Introduction
This datasheet provides the performance numbers of various device drivers in MCU PLUS SDK for AM243X
Generic Setup details
SOC Details | Values |
Core | R5F |
Core Operating Speed | 800 MHz |
Cache Status | Enabled |
Optimization Details | Values |
Build Profile | Release |
R5F Compiler flags | -mcpu=cortex-r5 -mfloat-abi=hard -mfpu=vfpv3-d16 -Wall -Werror -g -mthumb -Wno-gnu-variable-sized-type-not-at-end -Wno-unused-function |
R5F Linker flags | -Wl,–diag_suppress=10063 -Wl,–ram_model -Wl,–reread_libs |
Code Placement | MSRAM |
Data Placement | MSRAM |
Performance Numbers
AM243X-EVM
- Software/Application used : sbl_ospi and ipc_notify_echo
- Size of sbl_ospi appimage : 256 KB
- Size of ipc_notify_echo appimage : 77 KB
- Cores present in the appimage : m4f0-0, r5f0-0, r5f0-1, r5f1-0, r5f1-1
- Boot Media Clock : 166.667 MHz (Octal DDR mode)

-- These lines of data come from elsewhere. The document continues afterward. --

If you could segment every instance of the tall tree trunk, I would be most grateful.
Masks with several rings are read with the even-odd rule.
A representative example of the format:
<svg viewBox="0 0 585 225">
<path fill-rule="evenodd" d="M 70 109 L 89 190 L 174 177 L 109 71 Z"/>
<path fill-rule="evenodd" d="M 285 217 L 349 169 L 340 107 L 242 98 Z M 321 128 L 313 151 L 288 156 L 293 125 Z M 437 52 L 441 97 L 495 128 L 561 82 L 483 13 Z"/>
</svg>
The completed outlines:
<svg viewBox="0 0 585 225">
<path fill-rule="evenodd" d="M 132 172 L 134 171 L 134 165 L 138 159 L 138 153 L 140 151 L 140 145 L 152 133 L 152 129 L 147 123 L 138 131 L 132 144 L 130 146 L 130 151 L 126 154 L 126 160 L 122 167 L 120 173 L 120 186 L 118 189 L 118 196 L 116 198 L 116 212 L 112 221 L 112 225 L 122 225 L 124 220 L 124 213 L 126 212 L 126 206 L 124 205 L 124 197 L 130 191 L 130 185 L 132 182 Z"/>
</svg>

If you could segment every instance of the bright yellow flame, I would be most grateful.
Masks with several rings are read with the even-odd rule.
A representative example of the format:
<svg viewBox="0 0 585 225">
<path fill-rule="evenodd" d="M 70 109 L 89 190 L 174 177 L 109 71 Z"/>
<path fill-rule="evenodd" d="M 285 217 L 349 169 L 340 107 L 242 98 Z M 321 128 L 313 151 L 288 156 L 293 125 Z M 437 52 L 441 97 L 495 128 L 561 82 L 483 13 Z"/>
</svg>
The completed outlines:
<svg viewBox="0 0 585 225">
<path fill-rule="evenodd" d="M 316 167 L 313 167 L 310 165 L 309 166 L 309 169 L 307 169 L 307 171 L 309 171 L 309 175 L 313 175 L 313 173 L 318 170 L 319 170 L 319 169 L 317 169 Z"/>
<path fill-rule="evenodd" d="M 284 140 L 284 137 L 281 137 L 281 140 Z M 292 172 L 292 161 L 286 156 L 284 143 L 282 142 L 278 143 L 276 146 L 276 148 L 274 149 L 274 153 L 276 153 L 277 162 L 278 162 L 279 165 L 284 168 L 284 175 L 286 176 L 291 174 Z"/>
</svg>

Boot time breakdown | Time (ms) |
ROM : init + SBL load from flash | 12.00 |
SBL : SYSFW Load | 12.159 |
SBL : System Init | 0.553 |
SBL : Drivers_open | 0.280 |
SBL : Board_driversOpen | 22.23 |
SBL : Sciclient Get Version | 9.9 |
SBL : CPU Load | 38.25 |
SBL : Total time taken | 95.372 |
- The time taken for Board_driversOpen (around 20 ms) is mostly for the PHY tuning of OSPI. If this needs to be further reduced, one can pre-train the PHY, note down delay values and set it directly instead of the tuning procedure.
- Most of the time taken for the CPU load is in loading the M4F. Other CPUs take
~1.5ms
each. This needs more investigation. Possible reason is the M4F IRAM and DRAM initialization time.
- Here the CPU load or section copy takes place from the OSPI memory to the respective memory directly, this would be slower that mem to mem copy.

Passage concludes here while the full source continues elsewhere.